La Manche's ratings are underpinned by its track record of sound operating performance, moderate indebtedness and strong governance. The Stable Outlook reflects Fitch's view that, despite expected weakening over the medium term, the department would be able and willing to keep financial metrics compatible with the ratings.

We expect the operating margin to have remained stable in 2014, at an estimated sound 14.9% of operating revenue. The expected deterioration in the performance is mainly due to sharp cuts in state transfers, while operating spending is expected to continue to grow, albeit at a slower pace (1.2% on average between 2014 and 2017 against 1.7% in 2014) as cost-cutting measures are being implemented. Over the medium term, management's aim is to achieve a minimum operating balance of EUR60m, compared with EUR71.7m estimated at end-2014.

The department has a slightly flexible budget structure. About 75% of operating revenue is based on non-modifiable taxes and state transfers, and operating expenditure is driven by rigid items such as staff costs, mandatory transfers and state-defined social spending. Possible shrinkage in departmental current transfers would provide some, albeit limited, operating spending flexibility, allowing La Manche to concentrate on its core competencies.

The department's current balance covered, on average, 72.5% of capital expenditure between 2010 and 2014. We expect self-financing to decline due to a lower current balance going forward. However, this should be limited by a gradual scaling-down of capital expenditure, to an average of EUR76m per year between 2015 and 2018, from EUR84m per year between 2011 and 2014.

Direct debt was moderate at 67% of current revenue at end-2014, and is expected to stay around 70% of current revenue to 2017. Debt coverage metrics remained comfortable, with a sound debt payback ratio of around 5.4 years at end-2014 and strong debt service coverage. Fitch estimates that, in accordance with the department's aim, the debt payback ratio would reach a maximum of seven years at end-2017, which would, nevertheless, remain compatible with its ratings. Although guaranteed debt is high in absolute terms (EUR272m at end-2014), Fitch considers risk related to the guaranteed debt as low since the guarantees are mostly to low-risk regulated social housing entities.

While the structure of the local economy is less sensitive to national economic fluctuations than that of other departments, particularly because of a high number of retirees, it does not generate high added-value. The population's wealth is below the national average, while the wealth of the elderly population is slightly above. In 3Q14, the unemployment rate (8.5%) was lower than the national average (9.9%).

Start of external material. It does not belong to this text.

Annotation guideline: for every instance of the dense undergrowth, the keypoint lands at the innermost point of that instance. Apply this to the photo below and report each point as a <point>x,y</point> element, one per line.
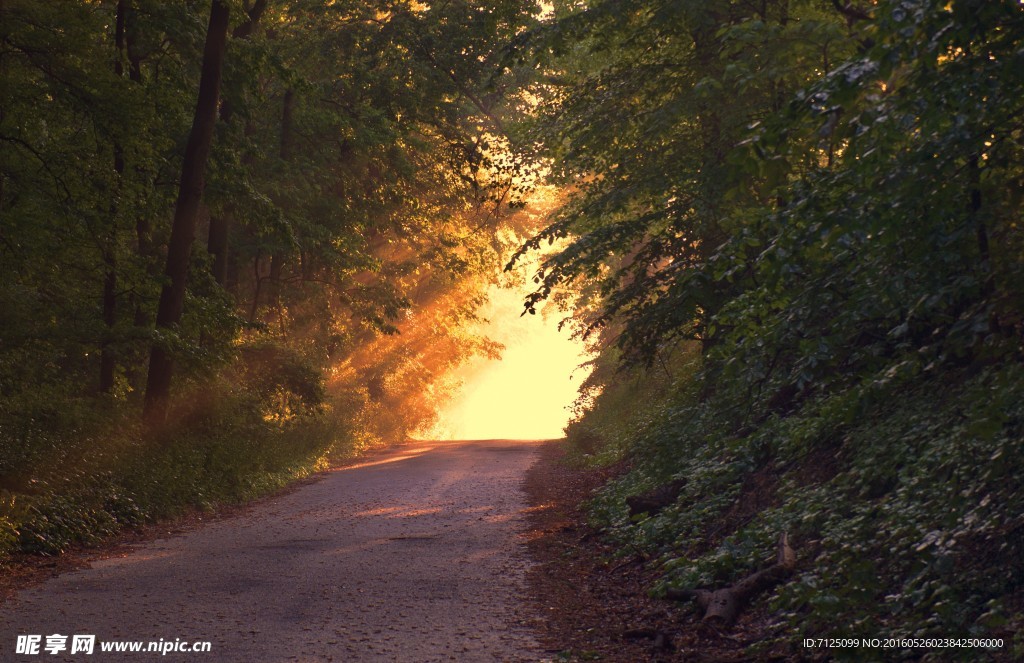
<point>899,496</point>
<point>77,470</point>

This should result in below-average social spending for the department.

RATING SENSITIVITIES

A downgrade could result from La Manche's inability to control its operating expenditure and to adjust its capital expenditure to its self-financing capacity, which could result in a debt payback ratio above 10 years.

An improvement of the current margin for several consecutive years, leading to sound debt coverage ratios, combined with controlled capital expenditure, could lead to an upgrade.